俺の初めての、初恋。何回か女と付き合ったことあるけど、自分から好きになるヤツなんて、お前が初めてだった。
俺の腕に何か冷たいものが零れ落ちる。…何で、お前まで泣いてるんだよ…那華。さっきから泣いてひたすら俺に謝り続ける那華。そんな那華を見たら、もう何も言えなくて。那華が泣いてたら、逆に俺までもっと泣きそうになって…
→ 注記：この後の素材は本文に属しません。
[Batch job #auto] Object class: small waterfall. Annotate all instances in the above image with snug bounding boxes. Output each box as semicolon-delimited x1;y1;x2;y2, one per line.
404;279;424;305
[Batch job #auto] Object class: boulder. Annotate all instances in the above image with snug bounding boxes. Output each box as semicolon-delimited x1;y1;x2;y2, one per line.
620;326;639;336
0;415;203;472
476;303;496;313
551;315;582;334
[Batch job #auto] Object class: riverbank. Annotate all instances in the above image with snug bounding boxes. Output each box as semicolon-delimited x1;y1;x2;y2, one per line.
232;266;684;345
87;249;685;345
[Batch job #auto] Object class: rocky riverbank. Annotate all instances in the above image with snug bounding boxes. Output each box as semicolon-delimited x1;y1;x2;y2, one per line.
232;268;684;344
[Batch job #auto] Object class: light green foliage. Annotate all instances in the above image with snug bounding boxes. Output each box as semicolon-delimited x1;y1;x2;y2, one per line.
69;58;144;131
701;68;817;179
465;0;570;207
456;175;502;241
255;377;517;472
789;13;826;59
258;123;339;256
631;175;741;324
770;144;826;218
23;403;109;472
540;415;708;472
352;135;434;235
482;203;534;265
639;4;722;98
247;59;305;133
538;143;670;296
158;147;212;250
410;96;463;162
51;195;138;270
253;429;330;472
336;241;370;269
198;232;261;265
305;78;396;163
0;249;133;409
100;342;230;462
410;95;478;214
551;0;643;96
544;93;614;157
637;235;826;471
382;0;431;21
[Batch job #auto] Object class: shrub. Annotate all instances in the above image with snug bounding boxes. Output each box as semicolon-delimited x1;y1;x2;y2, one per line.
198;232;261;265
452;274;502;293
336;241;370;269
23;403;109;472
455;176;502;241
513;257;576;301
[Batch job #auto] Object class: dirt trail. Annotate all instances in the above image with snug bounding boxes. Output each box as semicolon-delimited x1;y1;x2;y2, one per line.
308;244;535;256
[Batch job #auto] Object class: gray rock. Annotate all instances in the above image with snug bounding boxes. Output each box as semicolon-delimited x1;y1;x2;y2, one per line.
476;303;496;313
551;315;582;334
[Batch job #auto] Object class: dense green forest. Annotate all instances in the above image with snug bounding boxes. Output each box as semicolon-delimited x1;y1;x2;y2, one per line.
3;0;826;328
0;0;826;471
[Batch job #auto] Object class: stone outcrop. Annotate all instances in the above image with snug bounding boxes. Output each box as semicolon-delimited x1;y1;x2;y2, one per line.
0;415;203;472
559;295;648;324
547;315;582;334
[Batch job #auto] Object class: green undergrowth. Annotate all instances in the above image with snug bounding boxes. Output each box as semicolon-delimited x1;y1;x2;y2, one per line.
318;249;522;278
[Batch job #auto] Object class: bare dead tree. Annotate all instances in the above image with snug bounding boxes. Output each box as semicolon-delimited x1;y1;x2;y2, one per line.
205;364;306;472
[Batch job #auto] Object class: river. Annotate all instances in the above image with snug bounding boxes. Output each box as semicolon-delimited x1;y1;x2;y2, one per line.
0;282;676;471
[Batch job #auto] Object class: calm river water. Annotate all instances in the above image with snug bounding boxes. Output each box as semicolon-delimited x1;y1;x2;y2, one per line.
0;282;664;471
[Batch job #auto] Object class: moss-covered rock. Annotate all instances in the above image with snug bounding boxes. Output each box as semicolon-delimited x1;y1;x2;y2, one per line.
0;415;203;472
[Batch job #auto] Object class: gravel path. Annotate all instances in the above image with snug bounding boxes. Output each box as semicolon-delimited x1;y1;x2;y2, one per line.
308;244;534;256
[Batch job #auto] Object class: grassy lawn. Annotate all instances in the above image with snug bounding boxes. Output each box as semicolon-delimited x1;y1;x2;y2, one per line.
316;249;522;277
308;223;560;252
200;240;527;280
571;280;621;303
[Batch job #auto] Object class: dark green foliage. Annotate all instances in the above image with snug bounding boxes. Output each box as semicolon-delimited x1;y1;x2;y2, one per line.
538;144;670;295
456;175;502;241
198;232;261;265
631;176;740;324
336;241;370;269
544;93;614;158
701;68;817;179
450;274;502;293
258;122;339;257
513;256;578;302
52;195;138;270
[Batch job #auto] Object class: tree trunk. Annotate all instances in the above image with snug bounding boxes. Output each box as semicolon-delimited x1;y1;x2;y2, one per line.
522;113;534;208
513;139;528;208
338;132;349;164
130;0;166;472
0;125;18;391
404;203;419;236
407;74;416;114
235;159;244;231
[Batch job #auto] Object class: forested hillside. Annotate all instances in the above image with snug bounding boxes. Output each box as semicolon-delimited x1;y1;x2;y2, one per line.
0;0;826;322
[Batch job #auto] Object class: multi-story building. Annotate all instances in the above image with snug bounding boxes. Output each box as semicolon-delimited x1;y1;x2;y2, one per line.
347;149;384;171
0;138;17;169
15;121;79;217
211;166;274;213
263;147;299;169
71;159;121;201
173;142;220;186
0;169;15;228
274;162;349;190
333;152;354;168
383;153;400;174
わかってた。俺の想いが叶わないなんて、最初からわかってた。俺の方が絶対幸せに出来るのに。俺だったら泣かせたりなんかしないのに。何度も頭の中で思った。だけど、こんな事を思ってたってなんの意味もなく。
「なぁ、那華…」
「…なぁに?」
自分のものにならないのなら、せめて、これだけはお願い…。
「…幸せになれよ」
どうか、泣かないで。お前の泣いた姿なんか、見たくないんだ。俺が引き出すことの出来ない笑顔、仁王なら出来るから… どうか笑って。心から、楽しんで。
「ブン、太…」
「…ん?」
「ありがとう」
俺にとって初めての初恋。一生に一度しかない、初めての恋。 “初恋は実らない”俺はこの通りになってしまったけど、君に想いを告げたこと、君に恋に落ちたこと。俺はこれっぽっちも後悔なんかしてねぇよ。俺の気持ちは叶うことはなかったけど、人を想う気持ち、悪くなかった。
なぁ、俺からお前への最後のお願い、聞いてくれる?叶わなくたっていい、ずっとじゃなくてもいい。…せめて、大切なヤツを見付けれるまで。